McAteer's Blog

Friday, August 05, 2011

Sorry to stack all these posts up on you in one night, LeBron, but I wrote them while spending about twenty hours at the County swim championships last week, and they had no WiFi there. Then today, at the Conference diving championships, they had WiFi, but I had no computer. go figure.

Because I know you'll ask, Kate finished tenth out of twenty-five in the 10 and under girls. When I congratulated her on her top ten finish, she said, "I was hoping for top eight."

I responded, "You've been diving for five weeks. Chill, my sister."

Nevertheless, part II of the War and Peace post I promised.

Inevitability in Plot and Characterization in War in Peace

Now that we’re beyond love, examined in the preceding post, I can be a bit briefer. As I was reading the story, and found that, miraculously, Rostov and Bolkonsky were thrust together in a meeting, and that, magically, each had their separate face-to-face encounters with Napoleon, which took their differing idolizations of l’Empereur and crushed them with the great man’s human shortcomings, and all other manner of what might be called coincidence or contrivance in order to make characters’ paths intersect, I was struck by the notion that these chance meetings are what Borges would call “inevitabilities,” not accidents.

Why are these potentially contrived incidents inevitable? Because you’re reading a novel, and Tolstoy frequently reminds you that you’re reading a story. He talks to you at times; he frames the incidents within an argument, and later revisits the way the events of the story advance the argument; and he frequently comments on the action as it has been reported in non-fiction texts. As I remind myself to heed Alexsandr Hemon’s advice from Nowhere Man (see an old post about our “need for meaning”) about suspending my skepticism, I enjoy the experience of novel-reading much, much more, because it turns the text from an abstraction written for anyone into a personal communication between the author and me (much the same way that this blog is so enjoyable because of our relationship, LeBron.

I have no idea if that paragraph makes any sense, but between the sun glare on the computer screen and all the distractions that accompany writing about the book at the county swim championships while I watch my daughter get her chops busted about a boy for the first time, I find myself unwilling to parse my own syntax. (Especially in a public place.)
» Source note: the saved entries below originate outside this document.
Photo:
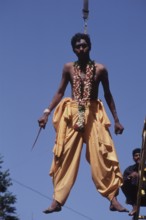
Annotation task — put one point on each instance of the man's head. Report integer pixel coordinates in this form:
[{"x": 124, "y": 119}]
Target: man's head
[
  {"x": 136, "y": 155},
  {"x": 78, "y": 37}
]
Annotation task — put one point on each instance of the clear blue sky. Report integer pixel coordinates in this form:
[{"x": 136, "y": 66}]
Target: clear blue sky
[{"x": 34, "y": 45}]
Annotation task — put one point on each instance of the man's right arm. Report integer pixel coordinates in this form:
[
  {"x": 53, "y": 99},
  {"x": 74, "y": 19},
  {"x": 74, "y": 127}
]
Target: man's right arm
[{"x": 57, "y": 97}]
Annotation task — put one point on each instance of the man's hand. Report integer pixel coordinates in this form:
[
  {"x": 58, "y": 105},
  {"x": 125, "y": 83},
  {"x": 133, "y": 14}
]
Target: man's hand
[
  {"x": 133, "y": 175},
  {"x": 118, "y": 128},
  {"x": 43, "y": 121}
]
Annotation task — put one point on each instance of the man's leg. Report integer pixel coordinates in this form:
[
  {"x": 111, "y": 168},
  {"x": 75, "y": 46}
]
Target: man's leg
[{"x": 67, "y": 168}]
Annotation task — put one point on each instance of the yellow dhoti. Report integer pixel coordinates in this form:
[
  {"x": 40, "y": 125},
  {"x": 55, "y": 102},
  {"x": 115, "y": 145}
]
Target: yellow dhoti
[{"x": 100, "y": 151}]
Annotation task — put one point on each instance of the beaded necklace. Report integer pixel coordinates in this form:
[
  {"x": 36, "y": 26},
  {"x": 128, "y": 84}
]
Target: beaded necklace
[{"x": 82, "y": 91}]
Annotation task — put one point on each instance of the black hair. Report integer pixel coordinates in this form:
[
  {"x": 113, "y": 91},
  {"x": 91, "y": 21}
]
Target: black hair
[
  {"x": 136, "y": 150},
  {"x": 78, "y": 36}
]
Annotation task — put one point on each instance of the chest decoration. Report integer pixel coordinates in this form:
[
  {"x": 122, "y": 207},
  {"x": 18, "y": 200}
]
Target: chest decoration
[{"x": 82, "y": 90}]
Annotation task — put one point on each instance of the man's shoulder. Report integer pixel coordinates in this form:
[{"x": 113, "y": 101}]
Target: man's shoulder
[
  {"x": 68, "y": 66},
  {"x": 100, "y": 66}
]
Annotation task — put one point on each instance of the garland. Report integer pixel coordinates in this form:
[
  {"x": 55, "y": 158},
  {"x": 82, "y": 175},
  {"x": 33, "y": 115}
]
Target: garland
[{"x": 82, "y": 91}]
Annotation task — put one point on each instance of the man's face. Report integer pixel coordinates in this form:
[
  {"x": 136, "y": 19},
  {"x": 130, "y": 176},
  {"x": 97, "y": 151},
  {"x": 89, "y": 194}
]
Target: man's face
[
  {"x": 81, "y": 48},
  {"x": 136, "y": 157}
]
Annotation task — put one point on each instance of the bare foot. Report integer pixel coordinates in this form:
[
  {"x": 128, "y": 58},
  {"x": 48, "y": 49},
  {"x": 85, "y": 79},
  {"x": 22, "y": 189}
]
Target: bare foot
[
  {"x": 116, "y": 206},
  {"x": 55, "y": 207},
  {"x": 134, "y": 210}
]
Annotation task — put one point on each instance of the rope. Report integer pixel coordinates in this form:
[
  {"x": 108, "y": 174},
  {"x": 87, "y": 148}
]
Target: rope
[{"x": 85, "y": 14}]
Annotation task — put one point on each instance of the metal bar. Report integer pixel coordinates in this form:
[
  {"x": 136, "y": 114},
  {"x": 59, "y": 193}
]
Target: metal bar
[{"x": 141, "y": 171}]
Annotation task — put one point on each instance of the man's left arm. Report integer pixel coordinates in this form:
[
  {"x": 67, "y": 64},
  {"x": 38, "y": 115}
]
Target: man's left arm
[{"x": 110, "y": 102}]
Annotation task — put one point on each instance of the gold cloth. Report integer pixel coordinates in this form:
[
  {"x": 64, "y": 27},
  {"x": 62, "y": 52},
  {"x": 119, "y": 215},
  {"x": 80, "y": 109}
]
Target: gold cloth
[{"x": 100, "y": 151}]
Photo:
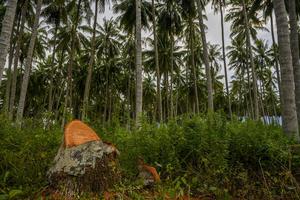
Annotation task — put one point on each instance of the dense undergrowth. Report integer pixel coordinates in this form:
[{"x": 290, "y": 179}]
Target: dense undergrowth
[{"x": 196, "y": 155}]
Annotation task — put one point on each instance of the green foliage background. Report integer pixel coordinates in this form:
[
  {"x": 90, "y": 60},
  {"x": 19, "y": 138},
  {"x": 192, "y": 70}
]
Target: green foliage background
[{"x": 197, "y": 154}]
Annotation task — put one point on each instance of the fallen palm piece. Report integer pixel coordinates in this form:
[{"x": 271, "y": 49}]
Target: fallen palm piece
[
  {"x": 84, "y": 163},
  {"x": 147, "y": 173}
]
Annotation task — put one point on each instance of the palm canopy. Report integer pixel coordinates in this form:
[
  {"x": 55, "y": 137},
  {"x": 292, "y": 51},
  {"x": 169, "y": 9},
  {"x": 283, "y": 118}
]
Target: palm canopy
[{"x": 126, "y": 9}]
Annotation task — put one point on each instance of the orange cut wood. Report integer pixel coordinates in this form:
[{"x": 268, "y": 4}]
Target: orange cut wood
[
  {"x": 153, "y": 172},
  {"x": 77, "y": 133}
]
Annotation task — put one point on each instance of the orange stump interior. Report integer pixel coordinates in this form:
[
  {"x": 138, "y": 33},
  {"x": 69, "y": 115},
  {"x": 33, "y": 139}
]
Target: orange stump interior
[{"x": 77, "y": 133}]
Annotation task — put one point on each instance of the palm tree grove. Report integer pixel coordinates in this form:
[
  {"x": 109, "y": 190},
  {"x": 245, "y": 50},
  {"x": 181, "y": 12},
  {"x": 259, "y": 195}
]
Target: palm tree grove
[{"x": 150, "y": 99}]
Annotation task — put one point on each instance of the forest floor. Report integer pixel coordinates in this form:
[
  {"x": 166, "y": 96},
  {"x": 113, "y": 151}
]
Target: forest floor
[{"x": 206, "y": 157}]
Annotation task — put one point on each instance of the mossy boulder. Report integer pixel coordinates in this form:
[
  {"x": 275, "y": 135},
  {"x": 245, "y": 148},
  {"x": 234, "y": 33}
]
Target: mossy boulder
[{"x": 88, "y": 167}]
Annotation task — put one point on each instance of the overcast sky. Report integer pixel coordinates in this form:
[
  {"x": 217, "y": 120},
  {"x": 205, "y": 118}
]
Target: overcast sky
[{"x": 213, "y": 33}]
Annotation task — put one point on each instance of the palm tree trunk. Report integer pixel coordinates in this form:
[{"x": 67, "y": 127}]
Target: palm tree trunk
[
  {"x": 139, "y": 70},
  {"x": 16, "y": 61},
  {"x": 205, "y": 57},
  {"x": 29, "y": 62},
  {"x": 249, "y": 47},
  {"x": 8, "y": 81},
  {"x": 171, "y": 113},
  {"x": 69, "y": 92},
  {"x": 90, "y": 69},
  {"x": 7, "y": 27},
  {"x": 289, "y": 114},
  {"x": 12, "y": 48},
  {"x": 276, "y": 58},
  {"x": 50, "y": 100},
  {"x": 224, "y": 61},
  {"x": 251, "y": 111},
  {"x": 295, "y": 53},
  {"x": 193, "y": 64},
  {"x": 158, "y": 90}
]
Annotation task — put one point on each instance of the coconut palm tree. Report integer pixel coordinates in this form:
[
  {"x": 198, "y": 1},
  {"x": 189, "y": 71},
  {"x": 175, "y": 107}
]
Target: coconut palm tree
[
  {"x": 205, "y": 57},
  {"x": 28, "y": 65},
  {"x": 289, "y": 114},
  {"x": 219, "y": 5},
  {"x": 55, "y": 13},
  {"x": 138, "y": 60},
  {"x": 158, "y": 95},
  {"x": 17, "y": 58},
  {"x": 6, "y": 30},
  {"x": 170, "y": 25},
  {"x": 295, "y": 52},
  {"x": 189, "y": 13}
]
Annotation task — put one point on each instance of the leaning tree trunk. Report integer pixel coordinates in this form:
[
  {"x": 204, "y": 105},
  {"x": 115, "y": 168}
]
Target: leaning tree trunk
[
  {"x": 158, "y": 96},
  {"x": 8, "y": 82},
  {"x": 10, "y": 63},
  {"x": 171, "y": 114},
  {"x": 7, "y": 26},
  {"x": 276, "y": 58},
  {"x": 193, "y": 64},
  {"x": 249, "y": 47},
  {"x": 16, "y": 61},
  {"x": 50, "y": 100},
  {"x": 91, "y": 64},
  {"x": 295, "y": 53},
  {"x": 139, "y": 70},
  {"x": 205, "y": 57},
  {"x": 289, "y": 114},
  {"x": 69, "y": 90},
  {"x": 29, "y": 63},
  {"x": 224, "y": 61}
]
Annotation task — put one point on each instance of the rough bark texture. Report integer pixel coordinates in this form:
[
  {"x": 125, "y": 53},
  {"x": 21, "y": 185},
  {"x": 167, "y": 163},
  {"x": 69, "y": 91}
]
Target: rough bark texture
[
  {"x": 29, "y": 62},
  {"x": 276, "y": 58},
  {"x": 171, "y": 114},
  {"x": 16, "y": 62},
  {"x": 295, "y": 53},
  {"x": 191, "y": 44},
  {"x": 138, "y": 58},
  {"x": 91, "y": 64},
  {"x": 224, "y": 61},
  {"x": 289, "y": 114},
  {"x": 253, "y": 71},
  {"x": 159, "y": 103},
  {"x": 205, "y": 57},
  {"x": 7, "y": 26},
  {"x": 90, "y": 167}
]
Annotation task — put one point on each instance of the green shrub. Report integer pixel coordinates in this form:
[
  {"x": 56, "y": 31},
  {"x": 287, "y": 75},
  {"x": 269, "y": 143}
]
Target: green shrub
[{"x": 199, "y": 154}]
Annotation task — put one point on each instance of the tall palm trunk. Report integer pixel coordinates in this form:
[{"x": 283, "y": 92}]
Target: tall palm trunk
[
  {"x": 276, "y": 58},
  {"x": 91, "y": 64},
  {"x": 251, "y": 111},
  {"x": 7, "y": 27},
  {"x": 8, "y": 82},
  {"x": 16, "y": 61},
  {"x": 139, "y": 70},
  {"x": 12, "y": 48},
  {"x": 249, "y": 48},
  {"x": 158, "y": 95},
  {"x": 193, "y": 64},
  {"x": 29, "y": 62},
  {"x": 224, "y": 61},
  {"x": 171, "y": 113},
  {"x": 289, "y": 114},
  {"x": 50, "y": 100},
  {"x": 69, "y": 91},
  {"x": 205, "y": 57},
  {"x": 295, "y": 53}
]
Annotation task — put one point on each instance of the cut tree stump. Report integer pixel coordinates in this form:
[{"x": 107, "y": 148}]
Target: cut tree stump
[{"x": 83, "y": 163}]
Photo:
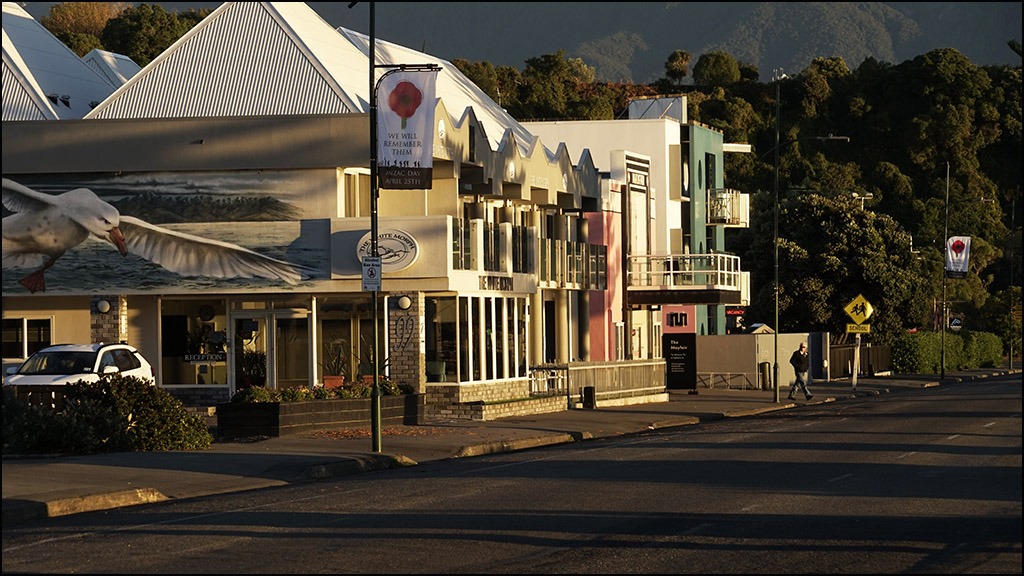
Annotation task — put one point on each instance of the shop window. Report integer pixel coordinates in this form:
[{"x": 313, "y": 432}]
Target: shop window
[
  {"x": 465, "y": 340},
  {"x": 194, "y": 342},
  {"x": 23, "y": 336},
  {"x": 441, "y": 343}
]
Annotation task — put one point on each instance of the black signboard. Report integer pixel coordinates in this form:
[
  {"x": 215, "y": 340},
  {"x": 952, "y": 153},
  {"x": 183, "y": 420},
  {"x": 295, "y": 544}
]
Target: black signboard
[{"x": 680, "y": 361}]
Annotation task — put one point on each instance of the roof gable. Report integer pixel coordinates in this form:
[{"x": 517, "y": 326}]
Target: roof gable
[
  {"x": 453, "y": 86},
  {"x": 117, "y": 69},
  {"x": 298, "y": 66},
  {"x": 41, "y": 68}
]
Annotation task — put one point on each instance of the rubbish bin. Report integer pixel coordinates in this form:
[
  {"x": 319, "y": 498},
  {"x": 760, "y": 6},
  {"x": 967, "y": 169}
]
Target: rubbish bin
[
  {"x": 765, "y": 375},
  {"x": 589, "y": 398}
]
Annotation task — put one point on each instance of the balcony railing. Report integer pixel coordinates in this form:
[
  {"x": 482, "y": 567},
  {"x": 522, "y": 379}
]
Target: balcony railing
[
  {"x": 729, "y": 208},
  {"x": 681, "y": 272}
]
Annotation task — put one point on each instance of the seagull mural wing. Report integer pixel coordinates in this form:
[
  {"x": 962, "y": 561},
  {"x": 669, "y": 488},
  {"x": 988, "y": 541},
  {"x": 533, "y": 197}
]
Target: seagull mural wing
[
  {"x": 43, "y": 227},
  {"x": 193, "y": 255}
]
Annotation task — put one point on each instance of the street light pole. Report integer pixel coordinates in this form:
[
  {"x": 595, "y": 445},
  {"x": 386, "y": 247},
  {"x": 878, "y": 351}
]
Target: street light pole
[
  {"x": 778, "y": 77},
  {"x": 775, "y": 235},
  {"x": 945, "y": 239}
]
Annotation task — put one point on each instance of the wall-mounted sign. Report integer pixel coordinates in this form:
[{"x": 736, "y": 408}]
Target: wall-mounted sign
[{"x": 397, "y": 249}]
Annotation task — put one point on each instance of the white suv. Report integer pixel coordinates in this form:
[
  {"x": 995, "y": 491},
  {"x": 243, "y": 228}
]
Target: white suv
[{"x": 66, "y": 364}]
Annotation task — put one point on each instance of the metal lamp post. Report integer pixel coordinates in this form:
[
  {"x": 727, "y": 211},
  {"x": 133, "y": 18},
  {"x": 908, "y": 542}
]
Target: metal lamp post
[
  {"x": 945, "y": 239},
  {"x": 776, "y": 150}
]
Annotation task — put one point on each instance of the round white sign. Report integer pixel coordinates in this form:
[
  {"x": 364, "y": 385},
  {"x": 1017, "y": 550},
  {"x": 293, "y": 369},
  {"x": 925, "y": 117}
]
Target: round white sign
[{"x": 396, "y": 248}]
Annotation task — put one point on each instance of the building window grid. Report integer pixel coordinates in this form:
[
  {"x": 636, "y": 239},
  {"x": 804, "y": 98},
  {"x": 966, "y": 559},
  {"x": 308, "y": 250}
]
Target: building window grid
[{"x": 25, "y": 336}]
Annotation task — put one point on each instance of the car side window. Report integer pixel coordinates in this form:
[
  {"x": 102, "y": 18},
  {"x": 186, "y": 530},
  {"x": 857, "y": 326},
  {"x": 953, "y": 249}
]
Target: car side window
[
  {"x": 107, "y": 360},
  {"x": 127, "y": 361}
]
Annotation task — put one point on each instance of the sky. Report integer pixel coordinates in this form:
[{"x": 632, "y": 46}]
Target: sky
[{"x": 510, "y": 33}]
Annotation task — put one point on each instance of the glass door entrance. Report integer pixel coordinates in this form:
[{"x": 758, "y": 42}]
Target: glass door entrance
[
  {"x": 271, "y": 348},
  {"x": 251, "y": 353}
]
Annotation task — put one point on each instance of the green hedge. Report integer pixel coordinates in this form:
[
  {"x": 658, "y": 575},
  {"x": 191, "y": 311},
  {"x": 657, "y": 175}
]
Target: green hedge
[
  {"x": 116, "y": 414},
  {"x": 350, "y": 389},
  {"x": 922, "y": 353}
]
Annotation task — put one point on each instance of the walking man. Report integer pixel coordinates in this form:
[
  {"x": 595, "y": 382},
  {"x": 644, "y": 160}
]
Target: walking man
[{"x": 799, "y": 361}]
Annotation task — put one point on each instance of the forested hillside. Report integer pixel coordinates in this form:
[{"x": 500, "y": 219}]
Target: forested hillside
[
  {"x": 909, "y": 125},
  {"x": 935, "y": 141}
]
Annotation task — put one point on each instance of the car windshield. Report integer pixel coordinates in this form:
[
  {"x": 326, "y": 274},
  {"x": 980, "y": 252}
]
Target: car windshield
[{"x": 56, "y": 363}]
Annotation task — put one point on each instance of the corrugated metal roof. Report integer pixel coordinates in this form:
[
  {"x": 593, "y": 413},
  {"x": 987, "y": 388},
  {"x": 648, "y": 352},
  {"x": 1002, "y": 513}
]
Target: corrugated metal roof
[
  {"x": 454, "y": 88},
  {"x": 247, "y": 58},
  {"x": 42, "y": 65},
  {"x": 116, "y": 69},
  {"x": 23, "y": 99}
]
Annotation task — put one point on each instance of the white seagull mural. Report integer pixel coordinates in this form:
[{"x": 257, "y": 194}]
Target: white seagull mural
[{"x": 43, "y": 227}]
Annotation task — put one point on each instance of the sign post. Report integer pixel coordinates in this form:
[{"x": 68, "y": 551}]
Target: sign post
[{"x": 859, "y": 311}]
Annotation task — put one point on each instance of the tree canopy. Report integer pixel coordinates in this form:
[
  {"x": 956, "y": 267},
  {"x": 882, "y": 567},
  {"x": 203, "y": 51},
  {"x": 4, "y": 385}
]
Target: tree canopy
[{"x": 936, "y": 140}]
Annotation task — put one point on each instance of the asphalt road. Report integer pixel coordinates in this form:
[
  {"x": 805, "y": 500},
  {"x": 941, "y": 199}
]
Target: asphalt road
[{"x": 923, "y": 482}]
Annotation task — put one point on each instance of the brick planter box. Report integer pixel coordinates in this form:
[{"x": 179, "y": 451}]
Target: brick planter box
[{"x": 238, "y": 419}]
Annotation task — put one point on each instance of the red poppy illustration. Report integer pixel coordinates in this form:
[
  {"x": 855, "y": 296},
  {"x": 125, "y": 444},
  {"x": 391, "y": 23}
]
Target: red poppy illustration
[{"x": 404, "y": 99}]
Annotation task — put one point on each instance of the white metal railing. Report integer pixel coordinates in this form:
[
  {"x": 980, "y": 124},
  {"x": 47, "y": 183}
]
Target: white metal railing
[{"x": 676, "y": 272}]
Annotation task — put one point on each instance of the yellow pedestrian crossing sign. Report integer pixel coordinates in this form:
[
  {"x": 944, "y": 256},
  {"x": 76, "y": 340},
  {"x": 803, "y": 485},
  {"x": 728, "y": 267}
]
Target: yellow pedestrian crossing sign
[{"x": 859, "y": 310}]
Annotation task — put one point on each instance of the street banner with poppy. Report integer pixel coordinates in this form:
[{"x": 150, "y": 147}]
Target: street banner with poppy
[
  {"x": 406, "y": 129},
  {"x": 957, "y": 251}
]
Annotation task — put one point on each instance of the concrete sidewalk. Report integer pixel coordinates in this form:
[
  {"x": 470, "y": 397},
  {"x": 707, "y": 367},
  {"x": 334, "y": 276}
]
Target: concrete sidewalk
[{"x": 39, "y": 487}]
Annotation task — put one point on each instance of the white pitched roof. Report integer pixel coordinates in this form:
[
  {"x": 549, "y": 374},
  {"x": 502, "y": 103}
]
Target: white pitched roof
[
  {"x": 248, "y": 58},
  {"x": 117, "y": 69},
  {"x": 38, "y": 67},
  {"x": 458, "y": 91}
]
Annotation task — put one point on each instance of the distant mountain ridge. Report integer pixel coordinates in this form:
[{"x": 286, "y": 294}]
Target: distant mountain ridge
[
  {"x": 790, "y": 35},
  {"x": 632, "y": 41}
]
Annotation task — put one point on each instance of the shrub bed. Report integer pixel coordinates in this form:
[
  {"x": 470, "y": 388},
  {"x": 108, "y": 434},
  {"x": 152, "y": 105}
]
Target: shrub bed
[
  {"x": 922, "y": 353},
  {"x": 115, "y": 414}
]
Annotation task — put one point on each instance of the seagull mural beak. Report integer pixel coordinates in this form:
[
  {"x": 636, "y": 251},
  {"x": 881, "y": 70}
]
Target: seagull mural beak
[{"x": 118, "y": 240}]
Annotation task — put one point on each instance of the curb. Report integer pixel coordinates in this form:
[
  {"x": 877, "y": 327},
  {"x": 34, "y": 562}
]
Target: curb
[
  {"x": 516, "y": 445},
  {"x": 17, "y": 510}
]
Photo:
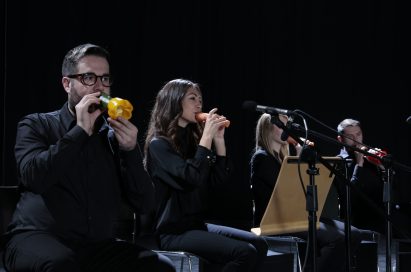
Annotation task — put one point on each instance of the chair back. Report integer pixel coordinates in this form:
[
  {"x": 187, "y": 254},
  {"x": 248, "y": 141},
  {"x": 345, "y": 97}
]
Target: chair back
[{"x": 9, "y": 196}]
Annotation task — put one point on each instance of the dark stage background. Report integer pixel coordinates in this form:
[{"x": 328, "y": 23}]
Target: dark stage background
[{"x": 330, "y": 59}]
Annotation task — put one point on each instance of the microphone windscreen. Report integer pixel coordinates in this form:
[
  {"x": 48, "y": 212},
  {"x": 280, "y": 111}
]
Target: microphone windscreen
[
  {"x": 249, "y": 105},
  {"x": 284, "y": 136}
]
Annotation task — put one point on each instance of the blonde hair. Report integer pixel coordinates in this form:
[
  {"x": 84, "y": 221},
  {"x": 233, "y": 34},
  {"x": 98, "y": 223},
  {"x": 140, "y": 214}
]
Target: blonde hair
[{"x": 263, "y": 138}]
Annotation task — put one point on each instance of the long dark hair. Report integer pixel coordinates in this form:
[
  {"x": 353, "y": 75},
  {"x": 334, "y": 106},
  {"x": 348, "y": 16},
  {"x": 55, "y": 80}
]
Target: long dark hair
[{"x": 165, "y": 114}]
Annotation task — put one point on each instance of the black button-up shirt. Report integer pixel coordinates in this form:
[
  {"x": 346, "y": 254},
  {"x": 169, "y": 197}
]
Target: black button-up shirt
[{"x": 73, "y": 183}]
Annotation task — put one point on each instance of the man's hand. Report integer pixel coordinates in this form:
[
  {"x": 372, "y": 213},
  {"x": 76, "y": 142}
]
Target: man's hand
[{"x": 125, "y": 132}]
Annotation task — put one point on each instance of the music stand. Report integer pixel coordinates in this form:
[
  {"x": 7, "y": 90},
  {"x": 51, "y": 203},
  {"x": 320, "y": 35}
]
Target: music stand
[{"x": 286, "y": 211}]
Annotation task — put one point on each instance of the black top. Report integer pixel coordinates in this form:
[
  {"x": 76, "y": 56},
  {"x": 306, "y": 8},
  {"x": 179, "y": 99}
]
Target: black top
[
  {"x": 367, "y": 207},
  {"x": 73, "y": 183},
  {"x": 264, "y": 172},
  {"x": 183, "y": 185}
]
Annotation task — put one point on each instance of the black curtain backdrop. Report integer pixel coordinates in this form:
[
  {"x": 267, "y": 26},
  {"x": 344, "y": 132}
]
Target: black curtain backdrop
[{"x": 331, "y": 59}]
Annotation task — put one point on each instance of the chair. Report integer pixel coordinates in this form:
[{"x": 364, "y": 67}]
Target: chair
[{"x": 9, "y": 196}]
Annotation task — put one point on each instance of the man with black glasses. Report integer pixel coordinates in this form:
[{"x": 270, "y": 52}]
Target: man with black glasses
[{"x": 76, "y": 168}]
The other thing I like about the plot is its insistence on correcting history. Tolstoy is writing the novel 50-60 years after the events that accounted for the enmity and amity between Napoleon and Alexander, between 1805 and 1813, and the depth and breadth of his research is incredible. He despises the oversimplifications of history (I’ll deal with that in the “Things that appealed to me intellectually” post, rather than a Things I loved about the book” post) and uses the book to give the reality of narration to the abstractions of historical reality. To do this, he needs to know as much about battle plans as salon manners, as much about objets d’art from the beginning of his century as about the differences between the ways Russian historians and French historians account for the same battles. And above all, he has to have a preternatural sense of our shared humanity in order to give all his characters the diverse traits he gives them

While I can see the truth in his male characters because I feel like I have felt parallel thoughts or experienced parallel experiences, I wonder about the truth in his female characters. He gives them significantly more deth and texture than his English contemporary Dickens, and I’ll be amazed if he, as a thirty-five year old man, faithfully got inside the mind of teenage girls in his initial characterizations of Natasha and Sonya. When I talk about depth and texture, I think I’m really comparing Marya to characters like Lucie Mannette or Estella (for Dickens, even the female names are nothing but light). Marya’s self-sacrifice isn’t motivated by the author’s view of women as Purity, but derives from what would have been necessarily (or inevitably), her character, isolated by her looks and her obedience to her father. She experiences tension and she makes choices that aren’t easy for her, and knows that there is a disconnect between what she wants and what she must.